校長に大声で怒鳴られつづけ自殺した教員。いじめを苦に遺書を残し自殺した中学生、小学生。少子化でどの家の子も大事な「ぼっちゃん」「嬢ちゃん」になり、日本人はいじめに敏感になっている。
むかし武士は町人をいじめ、上級武士の子は下級武士の子をいじめた。しかし坂本竜馬や、西郷隆盛大久保利通ら下級士族は、いじめをバネに徳川封建制をひっくりかえし、福沢諭吉も「門閥制度は親の敵」と呼んだ。つまりいじめにくじけてはいない。
明治になり小僧、丁稚、子守たちは、上司の手代にいじめられ、明治時代の自殺統計は少年少女が多い。軍隊でも下級兵士が新兵をいじめた。しかし「おしん」で分かるように、いじめがふつうの世の中で、殴られて苦にもしない、いじめに強い日本人でもあった。

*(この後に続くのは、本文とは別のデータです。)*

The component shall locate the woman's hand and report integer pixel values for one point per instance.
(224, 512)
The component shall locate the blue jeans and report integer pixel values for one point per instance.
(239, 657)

聖書のむかしから、ファリサイ派は、税金集めの職業人をいじめ、信仰熱心でない連中を「地の民」とよんでいじめた。じつはこの「いじめられた人々」が、まっさきにイエスの福音を受け入れ、人生を変え、いじめに負けぬ柔らかくて強い信仰を育てた。
いじめは強者が弱者に加える陰湿な暴力だ。よくない。しかし強者と弱者がいるかぎりなくならないだろう。だから、いじめをバネに、歴史や人生をひっくり返す強さを育てたい。